冬天过去,江都迎来了第一场春雨。
雨不大,淅淅沥沥的,落在屋檐上,落在街市的青石板上,落在那棵梅树的枝条上,那棵树的花,早就开尽了,现在枝条上开始抽出新芽,嫩绿的,很小,但很有生气。
叶南雪站在医馆门口,看着这场雨,云溪在旁边,道:“郡主,雨这么大,今天的病人怕是来不了几个了。”
“没关系,”叶南雪道,“难得清闲。”
她转身回到医馆里,开始整理药材,把入冬以来攒下来的一些杂事一一理清,理着理着,听见外头有人喊她:
“郡主!”
她抬头,看见萧云冒着雨跑过来,浑身湿透,手里还举着一封信,喊道:“北境来的信,王爷写的!”
叶南雪接过那封信,拆开,是顾长翊写的,信里说北境已经安定,新朝堂运转得还算顺利,黎江知和魏国公配合得很好,他自己已经把军务理清,打算趁着春耕,组织流民开垫荒地,让北境的百姓能有个安稳的春天。
信的末尾,他写道:
“南雪,听闻你与南周陛下,已有定数,长翊在此,为你高兴。这天下,从今往后,该是太平的天下了,你我都不必再为它操心,各自安好,便是最好的结局。”
叶南雪看完,握着那封信,站了很久,云溪在旁边,没有打扰她,等她回过神来,才低声道:“郡主,王爷……他还好吗?”
“他很好,”叶南雪道,把信折好,声音很平静,但那种平静里,有一点说不清楚的东西,温的,软的,“他说,他为我高兴。”

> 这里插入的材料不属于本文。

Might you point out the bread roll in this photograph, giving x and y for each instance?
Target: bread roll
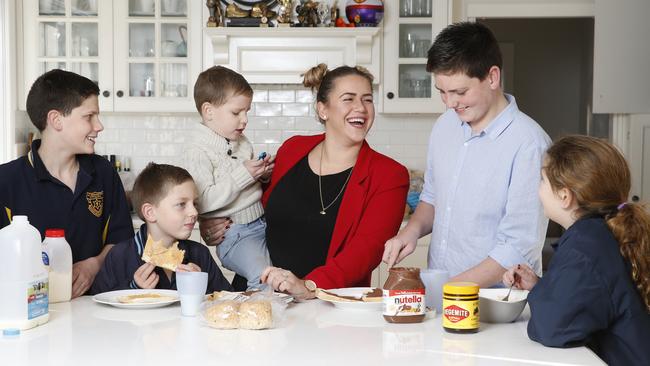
(223, 315)
(255, 315)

云溪听了,眼睛有点湿,道:“王爷这个人,从小到大,都是这样的。”
“是,”叶南雪道,把信收好,“这样的人,到哪里,都会被人记着。”
她往窗外看,雨还在下,落在街道上,落在屋顶上,那种细密的声音,是一种很安心的声音。
她想起这一年里生的所有事,从镜月城的雪夜,从那个被云河带到柴房里的“商人”,从顾长翊立旗的那一刻,从断魂谷的冰湖,从枫叶姑姑守了十几年的那句话,从章文钊去见那个老妇人的背影,从顾长翊一路走到东华城下的那二十三天——
这一年,生了太多事,太多人,走了太多路。
但今天,雨落下来,万物在生长,这一年的所有沉重,终于慢慢沉到了一个安稳的地方,新的一年,要开始了。
……
傍晚,雨停了,萧禹来接她。
两个人走在湿润的街道上,空气里有泥土和草木的气息,是春天独有的那种清新,叶南雪一边走一边道:“顾长翊来信了,说春耕的事,已经在安排。”

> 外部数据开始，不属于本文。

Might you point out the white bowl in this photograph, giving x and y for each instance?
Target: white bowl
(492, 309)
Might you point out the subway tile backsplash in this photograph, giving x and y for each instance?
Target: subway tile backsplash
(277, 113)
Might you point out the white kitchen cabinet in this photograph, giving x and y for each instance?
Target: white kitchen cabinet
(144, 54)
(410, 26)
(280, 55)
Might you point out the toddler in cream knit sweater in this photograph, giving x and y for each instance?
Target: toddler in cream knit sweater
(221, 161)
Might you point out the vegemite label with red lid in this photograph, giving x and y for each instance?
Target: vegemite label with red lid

“嗯,”萧禹道,“朕这边也收到了,魏国公也来了信,说北荣这一年,要是能种好这一季的庄稼,是真的能缓过来。”
“南疆那边呢?”叶南雪问。
“乔宥川的师兄说,再过一个月,等气候稳定了,我们可以动身,”萧禹道,“那时候,朕这边也该正式立后的事,处理妥当了。”
叶南雪听了,停下脚步,道:“具体是什么时候?”
“五月,”萧禹道,“礁石上的杏花会开,朕想,在那时候,把这件事定下来。”
叶南雪笑了,道:“你倒是想得周全,连花期都算了进去。”
“自然,”萧禹道,“这件事,朕想得不周全一点,怎么对得起这一年的种种?”
叶南雪听了,没有再说什么,两个人继续往前走,走过那条街,走过几个转角,远处的天边,最后一点夕阳的光,正慢慢沉下去,把江都城的轮廓,染成一种很暖的金色。
她想起母亲那句话,“帮一帮那个人,值的”,想起枫叶姑姑守了十几年的那个秘密,想起裴定在云舒坟前坐了很久的那个清晨,想起章文钊走出那户人家时的背影。
这些人,这些事,都已经过去了,但他们留下的东西,落在这片土地上,落在这个春天里,会慢慢地,长出新的东西。
她抬头看了一眼天边的夕阳,又看了一眼身边的萧禹,伸手,握住他的手。
萧禹低头看了她一眼,没有说话,只是把她的手握得更紧了一点,两个人一起走进那片暖色的天光里,往前走着。
故事还没有完,南疆的路还没走,北荣的春耕还在等结果,但这一刻,两个人都知道,最难的那一段,已经过去了。
接下来的路,会慢一点,但会更稳。